Lloyd & Wood, for Petitioners.
George E. Church, for Respondent.
JUDGES: In Bank. Thornton, J. Ross, J., and Sharpstein, J., concurred. Myrick, J., concurred in the judgment.
Application for a writ of prohibition.
In the action of Johnson et al. v. Kirby et al ., in the Superior Court of Nevada County, the plaintiffs filed an amended complaint, to which defendants demurred. The demurrer was sustained, and plaintiffs herein refused to amend, thereupon judgment was entered for the defendants. From this judgment plaintiffs appealed to this court, where the judgment was affirmed. (Johnson v. Kirby , 65 Cal. 482.) After the affirmance of the judgment, and more than one year after the entry of the final judgment, the Superior Court above named, on motion of plaintiff Johnson, made an order vacating the judgment, and allowing plaintiffs to file another amended complaint, and now threatens to proceed to try said cause, notwithstanding the final judgment affirmed as aforesaid. To prevent this a writ of prohibition is asked for.
We are of opinion the writ should be allowed. The plaintiffs had an opportunity to amend prior to the appeal. This they declined to do, preferring to stand on the complaint as they had shaped it, and resort to the remedy of appeal from the judgment. This they tried, and the appeal was determined against them. It would be the height of injustice now to allow the plaintiffs, after trying the remedy by appeal, and having been cast on it, to do that which they had refused to do when it was submitted to their option. The judgment which they appealed from having been affirmed, there is an end of the litigation. The defendants having gained the suit in the course adopted by plaintiffs, the plaintiffs should not be allowed to turn round and say we should be allowed to try the course which they refused to adopt when it was in their power to adopt it. Such inconsistent action is likened to blowing hot and cold with the same breath, which a court of justice always discountenances and disallows. (Broom's Legal Maxims, Allegans contraria, etc., p. * 169.)

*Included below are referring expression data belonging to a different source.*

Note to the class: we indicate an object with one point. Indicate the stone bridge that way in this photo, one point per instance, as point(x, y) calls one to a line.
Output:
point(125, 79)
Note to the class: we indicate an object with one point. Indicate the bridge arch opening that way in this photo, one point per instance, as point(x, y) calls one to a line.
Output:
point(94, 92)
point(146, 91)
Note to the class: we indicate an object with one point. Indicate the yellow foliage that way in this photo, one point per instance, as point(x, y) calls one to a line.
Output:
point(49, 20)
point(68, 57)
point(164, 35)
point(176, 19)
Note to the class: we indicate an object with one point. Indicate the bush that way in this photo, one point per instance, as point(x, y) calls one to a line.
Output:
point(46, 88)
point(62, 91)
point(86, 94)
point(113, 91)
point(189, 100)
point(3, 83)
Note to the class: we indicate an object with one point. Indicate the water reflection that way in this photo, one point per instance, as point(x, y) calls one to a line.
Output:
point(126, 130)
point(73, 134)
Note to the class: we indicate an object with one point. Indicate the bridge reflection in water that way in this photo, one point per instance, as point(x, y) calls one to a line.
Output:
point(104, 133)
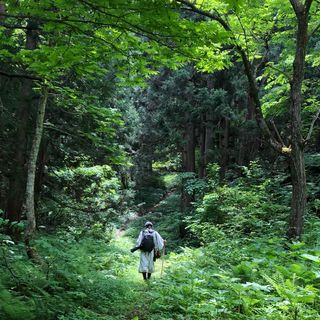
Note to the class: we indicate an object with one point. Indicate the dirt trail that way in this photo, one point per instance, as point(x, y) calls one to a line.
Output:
point(140, 213)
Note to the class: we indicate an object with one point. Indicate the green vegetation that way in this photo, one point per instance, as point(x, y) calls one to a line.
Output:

It is said the order allowing the amendment is an appealable order. Conceding it is, we do not think the defendants should be put [10 P. 120] to the delay and expense of an appeal. This remedy, while it would be adequate, would not be speedy. (Merced M. Co. v. Fremont , 7 Cal. 130; S. C., 68 Am. Dec. 262.) The plaintiffs, under the state of facts above presented, should not be put to the delay of an appeal. The cause is a plain one, and we are convinced the court has no power or discretion after final judgment affirmed to vacate the judgment and allow an amendment to a complaint under the circumstances presented here. The judgment of this court on appeal has determined that there was no error in the record, and the parties and court a qua are alike concluded by it from vacating it and making another case for trial. The plaintiffs should not be thus allowed to speculate or gamble on remedies.

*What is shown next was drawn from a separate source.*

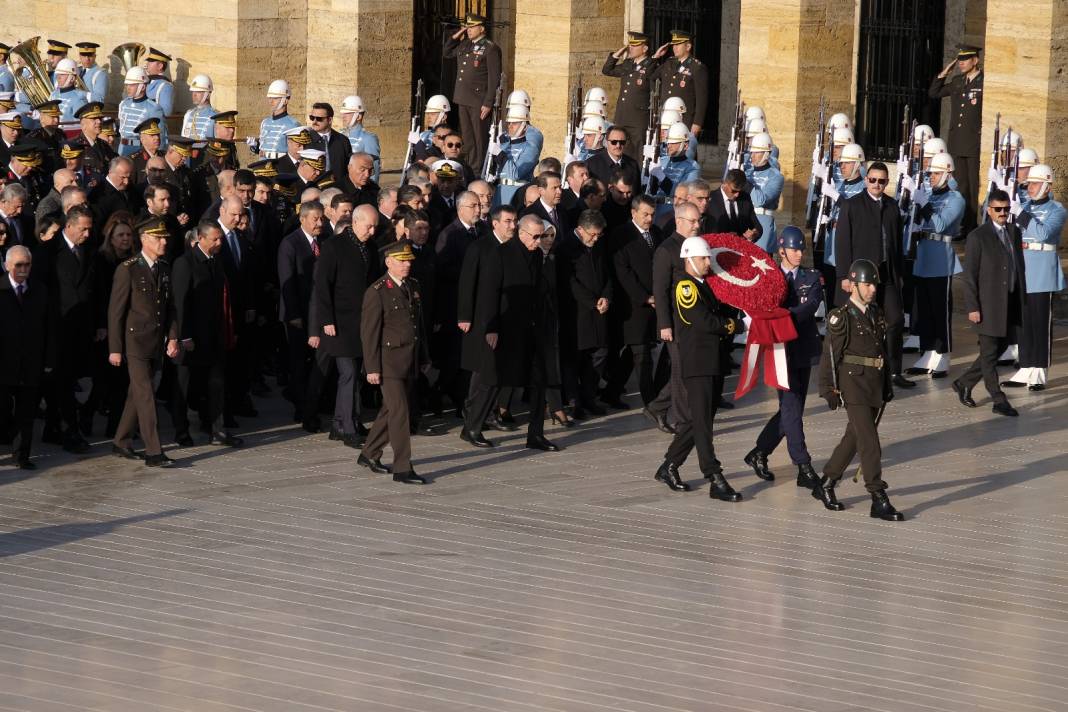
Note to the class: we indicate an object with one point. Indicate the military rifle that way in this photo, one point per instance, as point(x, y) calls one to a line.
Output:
point(417, 114)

There is here a final judgment, and certainly the court could not allow an amendment to a complaint, when more than a year had elapsed since the final judgment was rendered and entered. Under such circumstances, an amendment is only allowed for clerical misprisions, when the means for making the amendment and the right to make it are furnished by the record itself of the case. (De Castro v. Richardson , 25 Cal. 49; Estate of Schroeder , 46 Cal. 316.) In other regards the court has no power to alter the record in any respect. It has then passed beyond the power of the court, or there could not be an end of the litigation.

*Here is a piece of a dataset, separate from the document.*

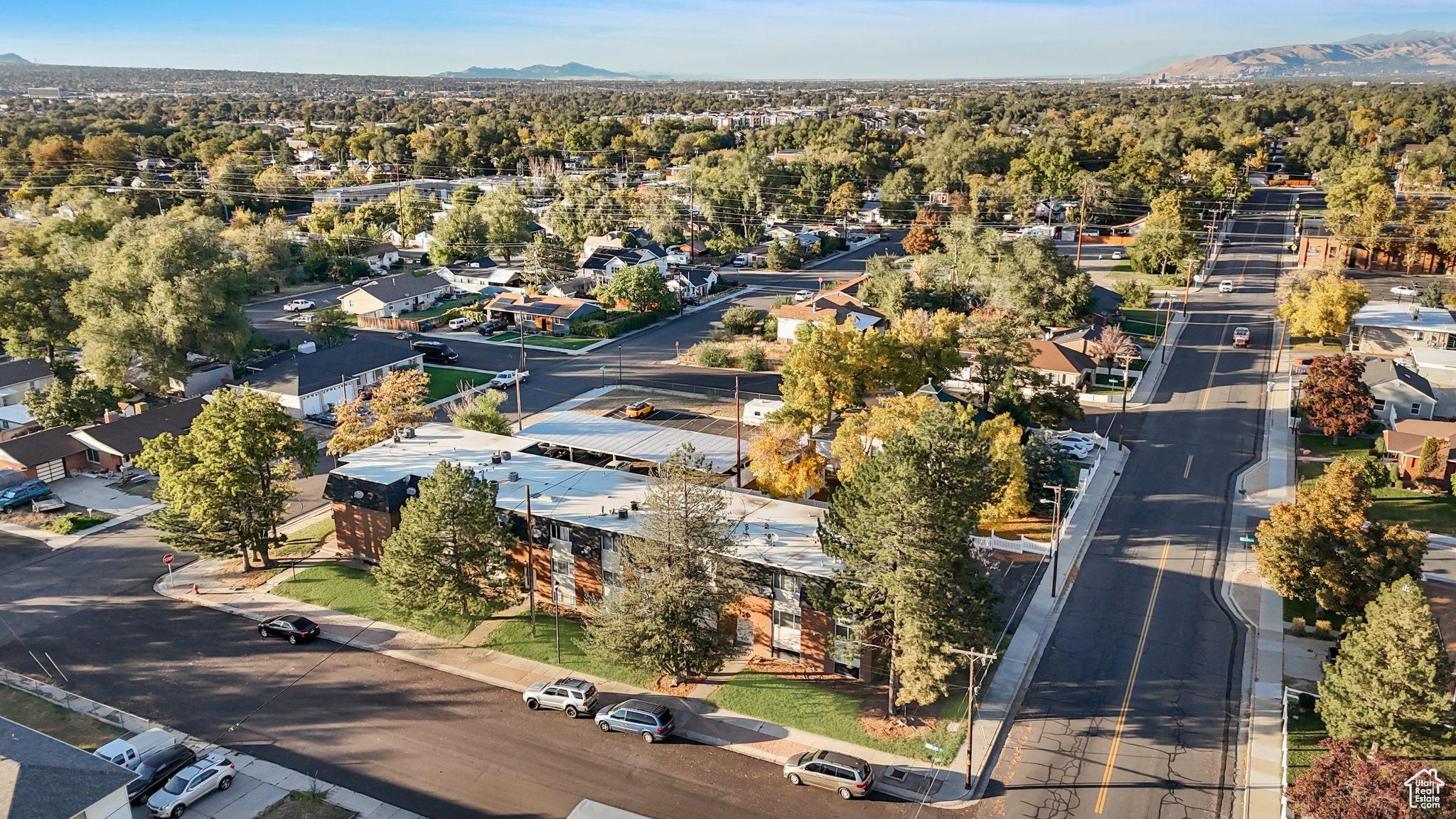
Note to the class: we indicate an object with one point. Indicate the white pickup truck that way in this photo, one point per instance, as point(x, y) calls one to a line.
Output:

There is no answer to the petition; therefore we have taken the facts as stated in the petition as admitted. And on these we are of opinion the writ should issue. It would be a hard case on defendants that a court should allow the affirmed judgment in an action to be vacated and a new case made by plaintiffs, after defendants, on the elected showing of plaintiffs, had won the suit. An amendment of the complaint would not then be in furtherance of justice, and amendments are only allowed in furtherance of justice. (Code Civ. Proc., sec. 473.)
It does not appear from the petition that a remittitur was ever sent down from this court to the court below, on the affirmation of the judgment. But this does not help the case of the respondents. While the appeal is pending, the court below certainly could not have jurisdiction to order an amendment to any pleading.
The writ must be allowed. So ordered.